In chronic cases with a gap exceeding 3-4 cm, primary repair is impossible.
* Extensor Hallucis Longus (EHL) Transfer: The EHL is harvested distally, routed through the ATT sheath, and fixed into the medial cuneiform or navicular using a biotenodesis screw.
* The distal EHL stump is tenodesed to the Extensor Digitorum Longus (EDL) to maintain hallux extension.
* Alternatively, an intercalary allograft (e.g., semitendinosus) can be utilized to bridge the ATT defect.

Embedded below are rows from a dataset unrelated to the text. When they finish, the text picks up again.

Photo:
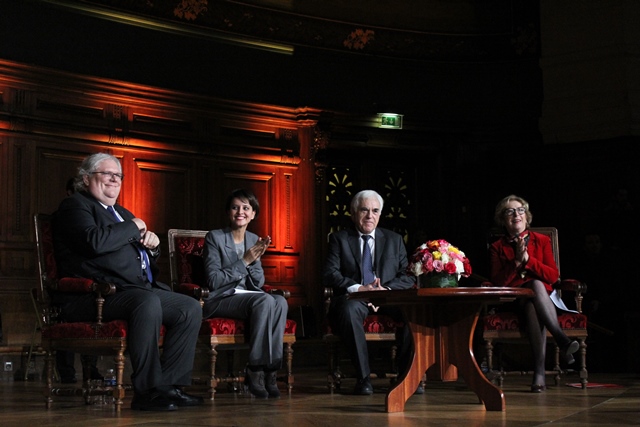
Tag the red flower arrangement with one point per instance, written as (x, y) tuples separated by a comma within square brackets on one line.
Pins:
[(439, 256)]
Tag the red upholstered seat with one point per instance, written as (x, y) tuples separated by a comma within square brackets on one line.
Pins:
[(377, 328), (188, 276), (88, 331), (96, 338), (504, 327), (510, 321)]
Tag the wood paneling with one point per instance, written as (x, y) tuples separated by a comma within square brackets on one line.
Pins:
[(181, 156)]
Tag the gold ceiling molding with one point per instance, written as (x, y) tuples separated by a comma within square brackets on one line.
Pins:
[(452, 30), (124, 16)]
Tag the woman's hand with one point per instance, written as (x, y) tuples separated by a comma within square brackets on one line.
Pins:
[(522, 256), (257, 250)]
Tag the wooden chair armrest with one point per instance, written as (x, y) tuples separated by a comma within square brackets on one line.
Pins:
[(282, 292), (103, 288), (571, 285), (192, 290), (73, 284), (579, 288)]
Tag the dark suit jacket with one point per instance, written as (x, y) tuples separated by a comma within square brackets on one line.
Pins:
[(344, 258), (90, 242), (541, 264), (222, 266)]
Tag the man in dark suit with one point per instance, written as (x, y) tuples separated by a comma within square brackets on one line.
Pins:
[(96, 238), (346, 273)]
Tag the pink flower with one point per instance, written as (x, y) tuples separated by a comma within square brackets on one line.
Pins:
[(436, 256)]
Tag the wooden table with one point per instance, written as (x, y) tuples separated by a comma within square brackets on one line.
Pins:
[(442, 323)]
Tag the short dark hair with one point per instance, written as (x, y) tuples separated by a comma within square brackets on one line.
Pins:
[(245, 196)]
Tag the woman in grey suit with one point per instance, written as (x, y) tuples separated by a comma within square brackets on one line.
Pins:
[(235, 278)]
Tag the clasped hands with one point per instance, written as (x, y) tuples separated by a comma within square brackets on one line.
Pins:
[(257, 250), (148, 239), (522, 256), (373, 286)]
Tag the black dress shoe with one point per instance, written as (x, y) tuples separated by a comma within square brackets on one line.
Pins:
[(152, 401), (363, 387), (538, 388), (567, 351), (271, 384), (181, 398), (254, 380)]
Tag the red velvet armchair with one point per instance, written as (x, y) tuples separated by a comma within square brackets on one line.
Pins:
[(378, 328), (95, 338), (187, 274), (504, 327)]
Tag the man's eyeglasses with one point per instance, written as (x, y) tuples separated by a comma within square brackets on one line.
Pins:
[(111, 175), (512, 211)]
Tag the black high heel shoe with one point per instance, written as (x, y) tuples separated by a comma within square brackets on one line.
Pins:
[(254, 381), (538, 388), (567, 351)]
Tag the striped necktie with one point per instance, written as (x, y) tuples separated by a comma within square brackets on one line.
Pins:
[(146, 266), (368, 275)]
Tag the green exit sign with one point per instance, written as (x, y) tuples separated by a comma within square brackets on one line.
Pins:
[(390, 121)]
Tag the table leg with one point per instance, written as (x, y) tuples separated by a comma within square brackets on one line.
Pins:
[(461, 355), (423, 357)]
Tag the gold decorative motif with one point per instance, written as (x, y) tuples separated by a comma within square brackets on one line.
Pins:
[(359, 38), (190, 9)]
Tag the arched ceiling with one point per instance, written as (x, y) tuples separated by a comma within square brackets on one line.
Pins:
[(432, 30)]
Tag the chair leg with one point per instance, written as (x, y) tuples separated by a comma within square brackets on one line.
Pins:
[(584, 375), (48, 363), (118, 391), (333, 378), (556, 368), (213, 381), (288, 351)]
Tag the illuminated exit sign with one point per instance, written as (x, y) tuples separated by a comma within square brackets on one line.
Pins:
[(390, 121)]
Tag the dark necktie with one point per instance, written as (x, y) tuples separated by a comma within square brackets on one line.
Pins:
[(146, 266), (367, 264)]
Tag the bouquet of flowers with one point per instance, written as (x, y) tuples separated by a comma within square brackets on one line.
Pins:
[(439, 257)]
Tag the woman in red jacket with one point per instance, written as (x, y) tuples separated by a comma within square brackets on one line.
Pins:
[(525, 258)]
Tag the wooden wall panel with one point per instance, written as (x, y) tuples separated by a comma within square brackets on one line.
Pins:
[(181, 156), (262, 183)]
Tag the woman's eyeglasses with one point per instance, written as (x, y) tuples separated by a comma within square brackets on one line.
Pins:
[(512, 211)]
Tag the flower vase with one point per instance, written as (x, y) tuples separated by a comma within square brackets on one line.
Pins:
[(438, 280)]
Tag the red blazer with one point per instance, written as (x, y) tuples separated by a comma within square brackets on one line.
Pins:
[(541, 264)]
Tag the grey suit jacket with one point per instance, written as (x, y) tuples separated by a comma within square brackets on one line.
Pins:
[(224, 269), (342, 268)]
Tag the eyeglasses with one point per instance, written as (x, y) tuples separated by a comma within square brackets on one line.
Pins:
[(512, 211), (111, 175)]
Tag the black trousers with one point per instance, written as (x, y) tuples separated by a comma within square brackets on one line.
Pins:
[(145, 310), (347, 317)]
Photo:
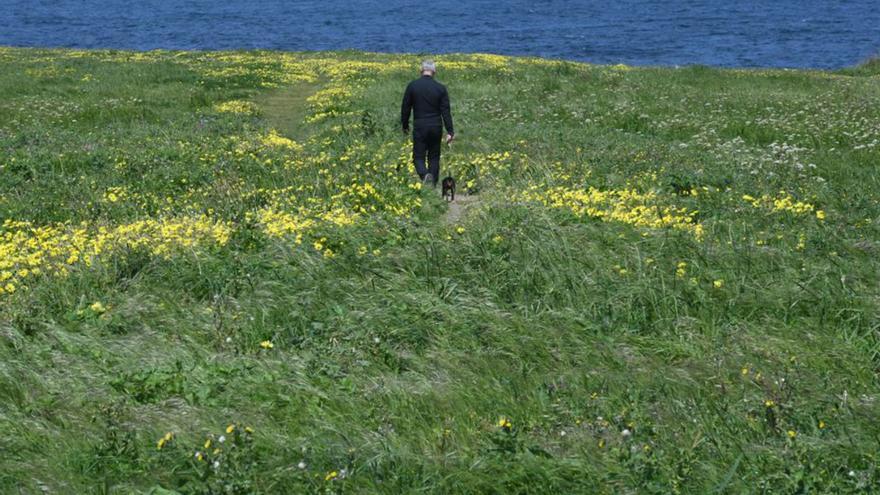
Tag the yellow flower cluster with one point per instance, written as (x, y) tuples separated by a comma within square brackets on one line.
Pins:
[(626, 206), (28, 251), (236, 106), (273, 139)]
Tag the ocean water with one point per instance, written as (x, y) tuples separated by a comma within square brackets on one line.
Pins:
[(742, 33)]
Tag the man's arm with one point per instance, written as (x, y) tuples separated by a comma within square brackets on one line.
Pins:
[(446, 112), (406, 108)]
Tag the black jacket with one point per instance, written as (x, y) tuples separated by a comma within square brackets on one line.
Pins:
[(429, 102)]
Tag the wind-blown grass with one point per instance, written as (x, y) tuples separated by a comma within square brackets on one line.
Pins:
[(219, 276)]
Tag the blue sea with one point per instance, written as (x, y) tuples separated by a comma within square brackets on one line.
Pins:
[(741, 33)]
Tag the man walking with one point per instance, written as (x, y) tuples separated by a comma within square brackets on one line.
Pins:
[(428, 101)]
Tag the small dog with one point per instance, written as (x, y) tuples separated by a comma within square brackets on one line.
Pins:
[(449, 189)]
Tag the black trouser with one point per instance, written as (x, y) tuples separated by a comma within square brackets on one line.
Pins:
[(426, 140)]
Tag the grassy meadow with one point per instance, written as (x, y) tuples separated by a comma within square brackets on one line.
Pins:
[(219, 274)]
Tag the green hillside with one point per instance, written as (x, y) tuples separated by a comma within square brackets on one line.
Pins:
[(219, 274)]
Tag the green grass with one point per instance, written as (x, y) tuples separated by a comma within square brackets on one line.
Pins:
[(750, 368)]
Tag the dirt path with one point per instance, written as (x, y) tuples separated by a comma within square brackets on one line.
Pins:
[(285, 108), (457, 208)]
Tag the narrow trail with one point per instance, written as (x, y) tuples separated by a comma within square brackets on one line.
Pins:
[(459, 207), (284, 109)]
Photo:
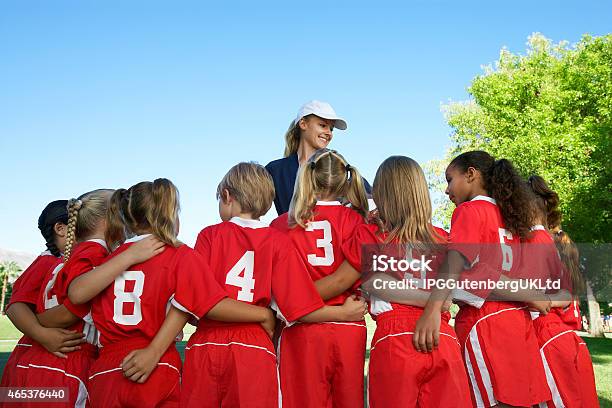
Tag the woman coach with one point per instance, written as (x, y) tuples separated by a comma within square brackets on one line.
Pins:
[(312, 129)]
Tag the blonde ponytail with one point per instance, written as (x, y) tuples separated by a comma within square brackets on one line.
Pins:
[(292, 138), (356, 194), (304, 196), (326, 173), (74, 205), (84, 215)]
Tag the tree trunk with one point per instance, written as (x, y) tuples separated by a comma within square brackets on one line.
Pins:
[(595, 326), (4, 284)]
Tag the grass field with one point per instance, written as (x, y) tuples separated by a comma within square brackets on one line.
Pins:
[(601, 353)]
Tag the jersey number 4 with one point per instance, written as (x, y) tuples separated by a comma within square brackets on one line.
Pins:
[(122, 297), (241, 275)]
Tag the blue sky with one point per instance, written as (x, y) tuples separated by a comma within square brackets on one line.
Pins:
[(106, 93)]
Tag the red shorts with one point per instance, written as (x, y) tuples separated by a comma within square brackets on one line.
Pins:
[(10, 376), (230, 365), (567, 363), (501, 355), (39, 368), (109, 388), (401, 376), (321, 364)]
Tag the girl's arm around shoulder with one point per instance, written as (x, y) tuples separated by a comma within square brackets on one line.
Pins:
[(353, 310), (88, 285)]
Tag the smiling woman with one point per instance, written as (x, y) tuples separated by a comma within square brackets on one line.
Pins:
[(312, 129)]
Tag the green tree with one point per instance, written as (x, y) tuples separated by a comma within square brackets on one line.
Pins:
[(549, 112)]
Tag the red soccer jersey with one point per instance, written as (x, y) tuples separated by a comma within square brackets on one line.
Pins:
[(257, 264), (27, 288), (320, 243), (136, 303), (85, 256), (478, 233), (368, 241)]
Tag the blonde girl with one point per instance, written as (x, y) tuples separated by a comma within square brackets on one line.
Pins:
[(312, 129), (324, 360), (398, 374), (138, 359), (84, 250)]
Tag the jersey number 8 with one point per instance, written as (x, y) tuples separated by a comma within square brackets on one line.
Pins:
[(122, 297)]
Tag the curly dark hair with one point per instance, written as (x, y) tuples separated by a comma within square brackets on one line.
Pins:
[(55, 212), (548, 201), (503, 183)]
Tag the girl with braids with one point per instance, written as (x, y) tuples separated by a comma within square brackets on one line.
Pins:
[(497, 338), (140, 305), (566, 359), (403, 229), (52, 225), (318, 224), (84, 250)]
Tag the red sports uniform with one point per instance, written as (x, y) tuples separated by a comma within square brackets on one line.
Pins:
[(566, 359), (26, 290), (499, 370), (398, 374), (322, 363), (129, 313), (43, 369), (235, 364)]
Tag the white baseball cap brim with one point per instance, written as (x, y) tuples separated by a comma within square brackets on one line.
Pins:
[(323, 110)]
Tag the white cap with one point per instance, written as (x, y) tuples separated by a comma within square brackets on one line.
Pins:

Postoperative Rehabilitation Protocols

Successful tendon surgery relies heavily on strict adherence to postoperative rehabilitation. While protocols vary based on the specific procedure and patient factors, general guidelines apply:

Phase I: Maximum Protection (Weeks 0-6)

  • Immobilization: The patient is placed in a well-padded short leg cast or rigid fracture boot.
  • Weight-Bearing: Strictly non-weight-bearing (NWB) for 4 to 6 weeks.
  • Positioning: For PTTD/FDL transfers, the foot is casted in slight equinovarus. For peroneal repairs, the foot is casted in slight eversion. For ATT repairs, the foot is casted in dorsiflexion.

Phase II: Progressive Loading (Weeks 6-12)

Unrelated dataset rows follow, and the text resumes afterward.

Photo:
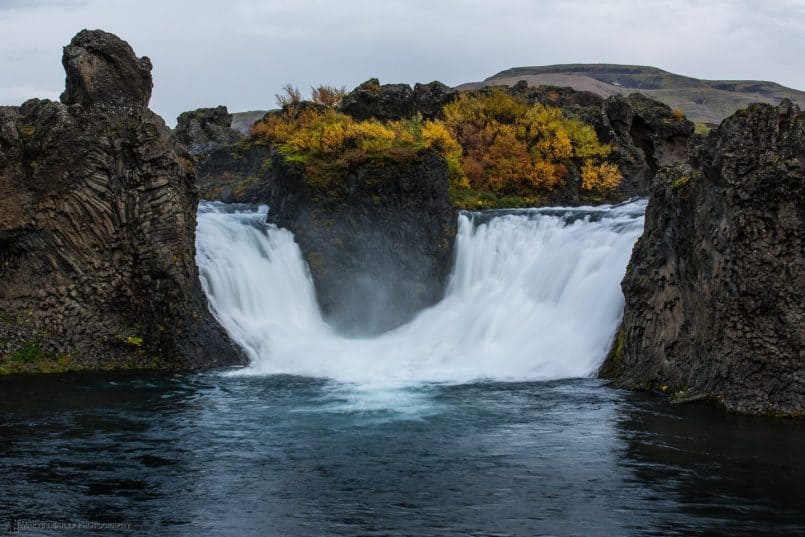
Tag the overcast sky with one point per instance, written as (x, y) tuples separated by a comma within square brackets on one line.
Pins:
[(240, 52)]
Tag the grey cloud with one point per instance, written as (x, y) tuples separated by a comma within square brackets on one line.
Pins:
[(239, 53)]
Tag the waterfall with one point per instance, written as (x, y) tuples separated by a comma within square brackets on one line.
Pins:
[(534, 295)]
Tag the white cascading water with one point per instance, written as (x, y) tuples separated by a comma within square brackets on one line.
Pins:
[(534, 295)]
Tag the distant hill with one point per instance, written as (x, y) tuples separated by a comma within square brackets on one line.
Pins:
[(703, 101), (243, 121)]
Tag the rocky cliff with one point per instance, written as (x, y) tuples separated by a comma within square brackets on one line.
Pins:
[(714, 305), (386, 102), (205, 129), (378, 241), (97, 227)]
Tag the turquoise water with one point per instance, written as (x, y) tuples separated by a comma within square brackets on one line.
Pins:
[(279, 455)]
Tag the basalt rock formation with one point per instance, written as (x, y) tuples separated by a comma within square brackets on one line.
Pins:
[(645, 134), (97, 227), (379, 241), (386, 102), (205, 129), (714, 305)]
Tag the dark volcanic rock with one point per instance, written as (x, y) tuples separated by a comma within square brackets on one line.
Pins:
[(644, 134), (102, 68), (205, 129), (237, 173), (430, 98), (97, 225), (379, 242), (714, 304), (386, 102), (370, 100)]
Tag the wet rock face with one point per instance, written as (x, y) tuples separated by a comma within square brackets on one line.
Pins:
[(97, 224), (714, 287), (646, 135), (205, 129), (379, 242), (102, 68)]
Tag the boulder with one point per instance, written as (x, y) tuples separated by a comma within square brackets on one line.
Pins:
[(379, 240), (97, 226), (103, 69), (430, 98), (714, 305), (205, 129), (370, 100)]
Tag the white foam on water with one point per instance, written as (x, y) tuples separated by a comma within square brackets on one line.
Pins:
[(534, 295)]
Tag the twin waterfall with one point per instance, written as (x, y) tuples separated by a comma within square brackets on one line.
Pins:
[(534, 295)]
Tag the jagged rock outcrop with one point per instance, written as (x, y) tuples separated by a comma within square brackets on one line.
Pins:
[(431, 98), (714, 305), (103, 69), (237, 173), (645, 134), (387, 102), (378, 241), (370, 100), (97, 227), (205, 129)]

  • Transition: Transition to a controlled ankle motion (CAM) boot.
  • Weight-Bearing: Progressive partial weight-bearing advancing to full weight-bearing by week 8-10.
  • Physical Therapy: Initiation of active range of motion (AROM). Passive stretching of the antagonist muscles (e.g., Achilles stretching for PTTD patients).

Phase III: Strengthening and Return to Activity (Weeks 12+)

  • Footwear: Transition to supportive athletic shoes, often with custom orthotics (e.g., medial posting for PTTD).
  • Therapy: Isotonic and isokinetic strengthening. Proprioceptive training (BAPS board).
  • Milestones: Return to high-impact sports or heavy labor is typically restricted until 6 to 9 months postoperatively, contingent upon the restoration of >80% symmetric strength and pain-free dynamic loading.

Conclusion

The surgical management of foot and ankle tendon disorders demands meticulous preoperative planning, a deep understanding of biomechanics, and precise surgical execution. Whether addressing the complex multi-planar deformity of PTTD, the mechanical attrition of peroneal tears, or the functional deficits of ATT ruptures, the orthopedic surgeon must look beyond the isolated tendon. By combining robust soft-tissue repairs with appropriate osseous realignments, surgeons can reliably restore function, alleviate pain, and prevent the progression of degenerative joint disease.